Log format and Meta Information Fields

It is recommended to first understand the schema design of Loggie’s internal log data schema design.

Loggie is deployed in different environments. If you need to add some meta information to the original log data and want it be compatible with existing formats, you can refer to the following methods.

Field Format Conversion

Use Schema Interceptor

Use schema interceptor to add time fields, as well as pipelineName and sourceName fields. In addition, you can rename the field, such as modify body to message. Refer to schema interceptor.

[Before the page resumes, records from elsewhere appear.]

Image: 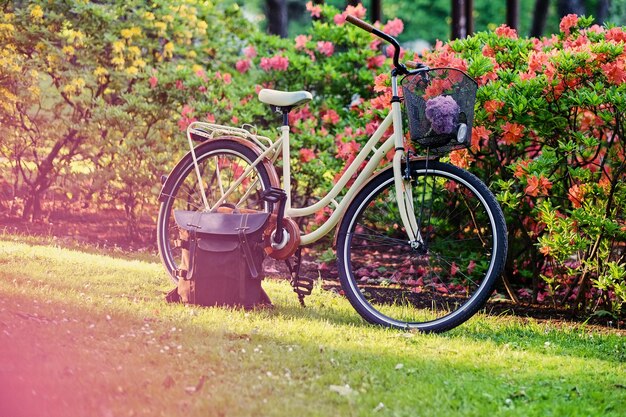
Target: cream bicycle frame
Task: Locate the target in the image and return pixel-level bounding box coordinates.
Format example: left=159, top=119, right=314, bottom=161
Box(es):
left=187, top=75, right=419, bottom=245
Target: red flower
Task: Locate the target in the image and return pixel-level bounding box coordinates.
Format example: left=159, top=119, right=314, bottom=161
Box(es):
left=567, top=184, right=585, bottom=208
left=385, top=18, right=404, bottom=36
left=345, top=3, right=367, bottom=19
left=485, top=100, right=504, bottom=114
left=472, top=126, right=491, bottom=147
left=317, top=41, right=335, bottom=56
left=600, top=61, right=626, bottom=85
left=502, top=122, right=524, bottom=145
left=526, top=175, right=552, bottom=197
left=495, top=25, right=517, bottom=39
left=559, top=14, right=578, bottom=35
left=450, top=149, right=471, bottom=169
left=306, top=1, right=322, bottom=17
left=300, top=148, right=315, bottom=162
left=374, top=72, right=389, bottom=93
left=367, top=55, right=387, bottom=69
left=243, top=45, right=256, bottom=59
left=295, top=35, right=311, bottom=50
left=322, top=109, right=339, bottom=125
left=235, top=59, right=250, bottom=74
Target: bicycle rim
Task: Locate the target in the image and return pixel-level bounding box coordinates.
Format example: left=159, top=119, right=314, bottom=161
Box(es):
left=157, top=142, right=271, bottom=282
left=337, top=161, right=506, bottom=332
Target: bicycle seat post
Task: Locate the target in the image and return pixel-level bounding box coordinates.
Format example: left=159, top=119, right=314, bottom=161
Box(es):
left=272, top=106, right=293, bottom=209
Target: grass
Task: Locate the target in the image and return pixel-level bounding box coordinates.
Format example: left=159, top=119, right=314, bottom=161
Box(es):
left=0, top=236, right=626, bottom=417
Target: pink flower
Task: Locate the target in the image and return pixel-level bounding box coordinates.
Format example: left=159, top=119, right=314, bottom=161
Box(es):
left=365, top=120, right=380, bottom=136
left=495, top=25, right=517, bottom=39
left=367, top=55, right=387, bottom=69
left=317, top=41, right=335, bottom=56
left=235, top=59, right=250, bottom=74
left=374, top=72, right=389, bottom=93
left=180, top=104, right=193, bottom=117
left=296, top=35, right=311, bottom=50
left=606, top=27, right=626, bottom=42
left=467, top=259, right=476, bottom=275
left=345, top=3, right=367, bottom=19
left=559, top=14, right=578, bottom=35
left=333, top=13, right=346, bottom=26
left=385, top=18, right=404, bottom=36
left=243, top=45, right=256, bottom=59
left=260, top=55, right=289, bottom=71
left=306, top=1, right=322, bottom=17
left=322, top=109, right=339, bottom=125
left=502, top=122, right=524, bottom=145
left=272, top=55, right=289, bottom=71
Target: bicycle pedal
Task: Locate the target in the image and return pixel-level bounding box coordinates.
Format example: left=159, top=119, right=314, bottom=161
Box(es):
left=293, top=277, right=315, bottom=296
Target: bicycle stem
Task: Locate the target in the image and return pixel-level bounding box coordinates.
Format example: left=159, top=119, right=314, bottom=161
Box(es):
left=346, top=15, right=409, bottom=75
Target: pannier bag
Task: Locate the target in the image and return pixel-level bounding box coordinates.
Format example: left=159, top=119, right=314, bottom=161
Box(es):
left=167, top=210, right=272, bottom=309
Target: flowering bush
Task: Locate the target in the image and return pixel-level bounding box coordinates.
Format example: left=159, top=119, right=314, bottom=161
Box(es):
left=425, top=15, right=626, bottom=314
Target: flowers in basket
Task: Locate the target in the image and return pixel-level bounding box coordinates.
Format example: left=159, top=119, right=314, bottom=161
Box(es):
left=425, top=96, right=461, bottom=136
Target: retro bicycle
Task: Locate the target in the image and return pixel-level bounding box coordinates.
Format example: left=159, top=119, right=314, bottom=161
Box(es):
left=157, top=16, right=507, bottom=332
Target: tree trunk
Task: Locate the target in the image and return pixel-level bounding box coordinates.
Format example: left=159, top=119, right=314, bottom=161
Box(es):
left=265, top=0, right=288, bottom=38
left=506, top=0, right=519, bottom=31
left=530, top=0, right=550, bottom=38
left=557, top=0, right=585, bottom=17
left=370, top=0, right=383, bottom=22
left=596, top=0, right=611, bottom=25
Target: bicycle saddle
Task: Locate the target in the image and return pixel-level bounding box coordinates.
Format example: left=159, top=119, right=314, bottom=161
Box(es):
left=259, top=88, right=313, bottom=108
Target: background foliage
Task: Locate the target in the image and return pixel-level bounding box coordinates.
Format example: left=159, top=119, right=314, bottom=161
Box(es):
left=0, top=0, right=626, bottom=315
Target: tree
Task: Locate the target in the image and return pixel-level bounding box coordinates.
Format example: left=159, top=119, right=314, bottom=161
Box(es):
left=0, top=0, right=250, bottom=236
left=265, top=0, right=288, bottom=38
left=530, top=0, right=550, bottom=38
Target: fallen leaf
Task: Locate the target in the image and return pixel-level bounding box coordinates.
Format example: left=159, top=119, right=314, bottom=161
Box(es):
left=328, top=384, right=358, bottom=397
left=163, top=375, right=176, bottom=389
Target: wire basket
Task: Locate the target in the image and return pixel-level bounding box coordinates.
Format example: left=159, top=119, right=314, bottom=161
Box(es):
left=401, top=68, right=478, bottom=154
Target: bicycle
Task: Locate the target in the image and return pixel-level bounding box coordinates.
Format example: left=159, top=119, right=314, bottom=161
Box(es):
left=157, top=16, right=507, bottom=332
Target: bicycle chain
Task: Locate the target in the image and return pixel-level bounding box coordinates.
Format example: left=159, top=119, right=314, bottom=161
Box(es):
left=285, top=247, right=315, bottom=307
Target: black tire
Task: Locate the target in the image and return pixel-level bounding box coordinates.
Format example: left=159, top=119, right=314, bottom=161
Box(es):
left=157, top=139, right=272, bottom=284
left=337, top=161, right=507, bottom=332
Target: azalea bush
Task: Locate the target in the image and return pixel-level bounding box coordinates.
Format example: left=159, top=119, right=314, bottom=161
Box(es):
left=416, top=15, right=626, bottom=315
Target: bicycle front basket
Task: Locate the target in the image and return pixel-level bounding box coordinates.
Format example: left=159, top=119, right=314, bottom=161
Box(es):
left=402, top=68, right=478, bottom=154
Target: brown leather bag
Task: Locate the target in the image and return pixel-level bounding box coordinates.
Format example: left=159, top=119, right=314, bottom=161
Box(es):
left=168, top=210, right=272, bottom=309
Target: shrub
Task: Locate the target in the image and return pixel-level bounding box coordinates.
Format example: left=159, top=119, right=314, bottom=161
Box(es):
left=425, top=15, right=626, bottom=314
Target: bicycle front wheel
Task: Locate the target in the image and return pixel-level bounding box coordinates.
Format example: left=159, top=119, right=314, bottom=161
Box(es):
left=337, top=161, right=507, bottom=332
left=157, top=139, right=272, bottom=283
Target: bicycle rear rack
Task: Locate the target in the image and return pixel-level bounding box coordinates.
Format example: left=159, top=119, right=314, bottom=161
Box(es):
left=187, top=122, right=274, bottom=151
left=182, top=122, right=279, bottom=211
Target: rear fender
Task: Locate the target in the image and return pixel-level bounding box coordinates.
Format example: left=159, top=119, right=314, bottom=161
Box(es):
left=159, top=133, right=280, bottom=203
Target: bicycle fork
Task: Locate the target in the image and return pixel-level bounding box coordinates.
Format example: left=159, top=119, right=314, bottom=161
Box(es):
left=391, top=70, right=423, bottom=248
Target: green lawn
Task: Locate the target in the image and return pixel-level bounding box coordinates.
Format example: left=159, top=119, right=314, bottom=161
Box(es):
left=0, top=236, right=626, bottom=417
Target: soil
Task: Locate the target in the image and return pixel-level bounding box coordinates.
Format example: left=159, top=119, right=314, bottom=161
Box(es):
left=0, top=210, right=626, bottom=332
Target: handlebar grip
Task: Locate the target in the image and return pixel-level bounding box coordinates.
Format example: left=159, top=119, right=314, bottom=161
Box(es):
left=346, top=14, right=376, bottom=33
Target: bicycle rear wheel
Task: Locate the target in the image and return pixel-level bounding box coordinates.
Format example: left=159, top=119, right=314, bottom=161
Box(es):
left=157, top=139, right=272, bottom=283
left=337, top=161, right=507, bottom=332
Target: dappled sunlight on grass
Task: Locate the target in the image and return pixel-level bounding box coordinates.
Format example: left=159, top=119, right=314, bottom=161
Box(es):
left=0, top=241, right=626, bottom=416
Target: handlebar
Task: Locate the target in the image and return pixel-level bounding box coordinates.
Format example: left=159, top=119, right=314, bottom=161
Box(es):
left=346, top=15, right=409, bottom=74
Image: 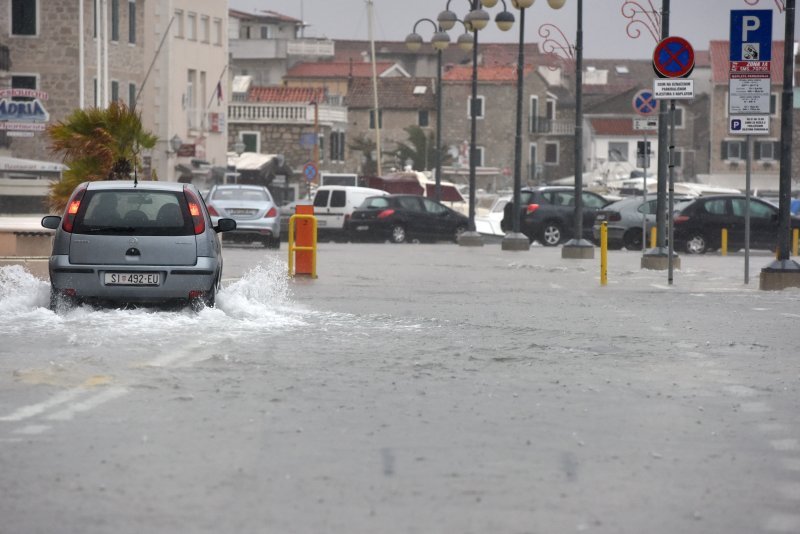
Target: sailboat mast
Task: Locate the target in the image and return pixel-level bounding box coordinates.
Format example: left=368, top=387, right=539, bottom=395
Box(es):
left=366, top=0, right=383, bottom=176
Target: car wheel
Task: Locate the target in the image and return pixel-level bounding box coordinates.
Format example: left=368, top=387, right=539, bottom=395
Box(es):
left=189, top=282, right=217, bottom=312
left=686, top=233, right=708, bottom=254
left=622, top=228, right=642, bottom=250
left=541, top=221, right=564, bottom=247
left=50, top=286, right=77, bottom=314
left=392, top=224, right=408, bottom=243
left=453, top=224, right=467, bottom=243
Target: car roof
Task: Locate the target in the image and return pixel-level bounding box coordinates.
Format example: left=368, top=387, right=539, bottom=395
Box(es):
left=212, top=184, right=266, bottom=191
left=87, top=180, right=189, bottom=191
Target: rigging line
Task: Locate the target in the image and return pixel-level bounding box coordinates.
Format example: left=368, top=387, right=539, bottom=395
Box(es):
left=133, top=15, right=175, bottom=109
left=206, top=63, right=228, bottom=109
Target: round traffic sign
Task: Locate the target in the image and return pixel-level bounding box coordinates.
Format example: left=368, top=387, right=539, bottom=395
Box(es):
left=653, top=37, right=694, bottom=78
left=633, top=89, right=658, bottom=117
left=303, top=161, right=317, bottom=182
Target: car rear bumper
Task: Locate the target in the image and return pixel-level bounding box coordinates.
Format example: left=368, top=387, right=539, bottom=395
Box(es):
left=212, top=217, right=281, bottom=237
left=49, top=255, right=219, bottom=302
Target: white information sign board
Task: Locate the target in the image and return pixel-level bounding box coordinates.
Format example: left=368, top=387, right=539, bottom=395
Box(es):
left=728, top=77, right=771, bottom=115
left=633, top=119, right=658, bottom=131
left=653, top=78, right=694, bottom=100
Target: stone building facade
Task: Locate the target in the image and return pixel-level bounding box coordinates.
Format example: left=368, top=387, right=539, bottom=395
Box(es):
left=0, top=0, right=145, bottom=161
left=345, top=78, right=436, bottom=173
left=442, top=66, right=575, bottom=192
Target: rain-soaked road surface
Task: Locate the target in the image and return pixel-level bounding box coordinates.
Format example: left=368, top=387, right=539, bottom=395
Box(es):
left=0, top=243, right=800, bottom=534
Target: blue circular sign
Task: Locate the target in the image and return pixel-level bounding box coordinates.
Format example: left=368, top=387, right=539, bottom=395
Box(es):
left=303, top=162, right=317, bottom=182
left=653, top=36, right=694, bottom=78
left=633, top=89, right=658, bottom=117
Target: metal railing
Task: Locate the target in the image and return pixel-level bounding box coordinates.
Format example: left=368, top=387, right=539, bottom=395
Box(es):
left=530, top=117, right=575, bottom=135
left=228, top=102, right=347, bottom=124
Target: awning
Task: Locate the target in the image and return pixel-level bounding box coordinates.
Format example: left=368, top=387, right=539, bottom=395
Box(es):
left=228, top=152, right=277, bottom=171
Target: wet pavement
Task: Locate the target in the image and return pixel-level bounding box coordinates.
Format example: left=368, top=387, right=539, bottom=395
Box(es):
left=0, top=243, right=800, bottom=534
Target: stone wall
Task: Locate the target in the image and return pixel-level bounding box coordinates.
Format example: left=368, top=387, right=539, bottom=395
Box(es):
left=0, top=0, right=145, bottom=161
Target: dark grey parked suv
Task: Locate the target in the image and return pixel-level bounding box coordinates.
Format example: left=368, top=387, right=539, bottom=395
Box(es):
left=500, top=186, right=609, bottom=247
left=42, top=181, right=236, bottom=309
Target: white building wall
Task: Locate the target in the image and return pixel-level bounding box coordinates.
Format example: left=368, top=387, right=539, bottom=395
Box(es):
left=142, top=0, right=225, bottom=181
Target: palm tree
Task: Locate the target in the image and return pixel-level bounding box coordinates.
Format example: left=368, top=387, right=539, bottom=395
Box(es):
left=47, top=101, right=158, bottom=211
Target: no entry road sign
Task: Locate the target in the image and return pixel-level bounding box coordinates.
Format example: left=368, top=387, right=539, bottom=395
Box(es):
left=633, top=89, right=658, bottom=117
left=653, top=37, right=694, bottom=78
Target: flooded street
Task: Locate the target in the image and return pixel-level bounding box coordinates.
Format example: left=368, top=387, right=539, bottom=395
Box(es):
left=0, top=243, right=800, bottom=534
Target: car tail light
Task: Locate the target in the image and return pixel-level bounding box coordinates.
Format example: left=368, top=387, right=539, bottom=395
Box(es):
left=183, top=187, right=206, bottom=235
left=61, top=186, right=86, bottom=233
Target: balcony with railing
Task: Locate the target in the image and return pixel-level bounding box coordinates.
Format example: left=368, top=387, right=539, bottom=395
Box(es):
left=530, top=117, right=575, bottom=135
left=0, top=45, right=11, bottom=71
left=228, top=102, right=347, bottom=124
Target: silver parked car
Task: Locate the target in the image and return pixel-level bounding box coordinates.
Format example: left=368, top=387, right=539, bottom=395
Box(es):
left=592, top=195, right=691, bottom=250
left=42, top=181, right=236, bottom=310
left=205, top=184, right=281, bottom=248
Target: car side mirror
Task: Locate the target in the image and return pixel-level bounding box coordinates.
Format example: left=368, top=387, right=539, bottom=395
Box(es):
left=42, top=215, right=61, bottom=230
left=214, top=219, right=236, bottom=233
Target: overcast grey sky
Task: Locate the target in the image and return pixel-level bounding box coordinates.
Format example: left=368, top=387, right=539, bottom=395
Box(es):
left=229, top=0, right=800, bottom=58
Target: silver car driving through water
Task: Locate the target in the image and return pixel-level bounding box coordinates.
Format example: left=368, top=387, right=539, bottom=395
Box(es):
left=42, top=181, right=236, bottom=309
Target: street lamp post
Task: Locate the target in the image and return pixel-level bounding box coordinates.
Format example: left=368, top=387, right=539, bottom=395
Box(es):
left=406, top=18, right=456, bottom=202
left=437, top=0, right=514, bottom=247
left=561, top=0, right=594, bottom=259
left=501, top=0, right=565, bottom=250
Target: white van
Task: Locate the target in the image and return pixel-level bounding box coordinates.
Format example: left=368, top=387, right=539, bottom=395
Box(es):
left=314, top=185, right=389, bottom=237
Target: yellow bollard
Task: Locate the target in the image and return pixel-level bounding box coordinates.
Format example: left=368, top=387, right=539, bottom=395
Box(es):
left=600, top=221, right=608, bottom=286
left=289, top=214, right=317, bottom=278
left=719, top=228, right=728, bottom=256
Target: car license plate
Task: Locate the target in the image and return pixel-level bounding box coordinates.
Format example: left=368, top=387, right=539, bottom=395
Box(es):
left=105, top=273, right=161, bottom=286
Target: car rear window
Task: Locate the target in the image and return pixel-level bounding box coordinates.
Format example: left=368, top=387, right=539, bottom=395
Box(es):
left=73, top=190, right=194, bottom=235
left=314, top=189, right=330, bottom=208
left=211, top=188, right=272, bottom=202
left=359, top=197, right=389, bottom=210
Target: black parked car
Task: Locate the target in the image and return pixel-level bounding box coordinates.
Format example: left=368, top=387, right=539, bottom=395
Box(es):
left=347, top=195, right=469, bottom=243
left=500, top=186, right=609, bottom=247
left=674, top=195, right=800, bottom=254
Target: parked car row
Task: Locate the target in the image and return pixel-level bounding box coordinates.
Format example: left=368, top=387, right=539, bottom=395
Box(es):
left=592, top=194, right=800, bottom=254
left=501, top=186, right=610, bottom=247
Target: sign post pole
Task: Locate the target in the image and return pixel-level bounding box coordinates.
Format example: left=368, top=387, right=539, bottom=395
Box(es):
left=633, top=89, right=658, bottom=254
left=642, top=130, right=650, bottom=254
left=744, top=134, right=753, bottom=284
left=667, top=98, right=675, bottom=285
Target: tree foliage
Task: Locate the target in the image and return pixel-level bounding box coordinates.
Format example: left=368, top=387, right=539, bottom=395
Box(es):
left=46, top=101, right=158, bottom=211
left=396, top=126, right=453, bottom=171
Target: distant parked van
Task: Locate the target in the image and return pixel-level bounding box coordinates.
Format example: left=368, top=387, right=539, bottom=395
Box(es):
left=314, top=185, right=389, bottom=238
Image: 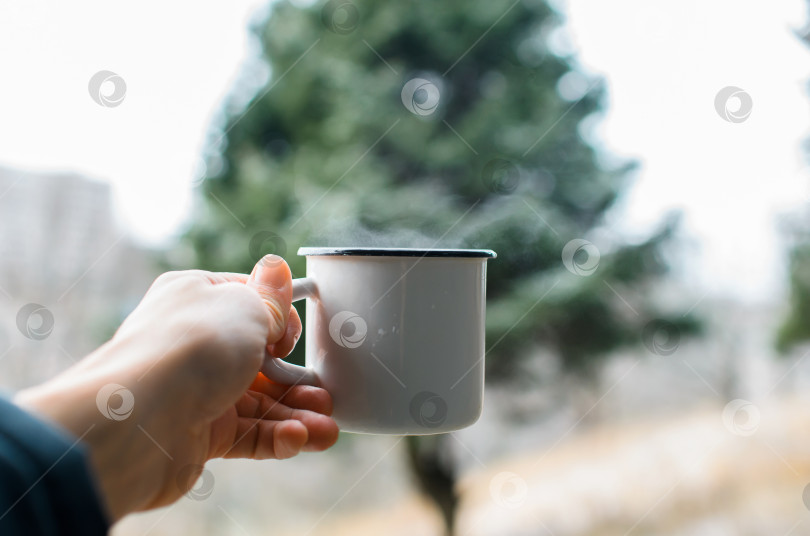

In most cases, we need the configuration to take effect globally instead of just adding the interceptor in a pipeline. Therefore, it is recommended to add the schema interceptor to the defaults of the system configuration, so as to avoid to configure the interceptor for each pipeline.

loggie.yml

  1. loggie:
  2. defaults:
  3. interceptors:
  4. - type: schema
  5. name: global
  6. order: 700
  7. addMeta:
  8. timestamp:
  9. key: "@timestamp"
  10. remap:
  11. body:
  12. key: message

The name here is for identification, to avoid that when a schema interceptor is added to the pipeline, the verification will fail. In addition, set the order field to a smaller value (the default is 900), so that the interceptor in default will be executed prior to other interceptors defined in the pipeline.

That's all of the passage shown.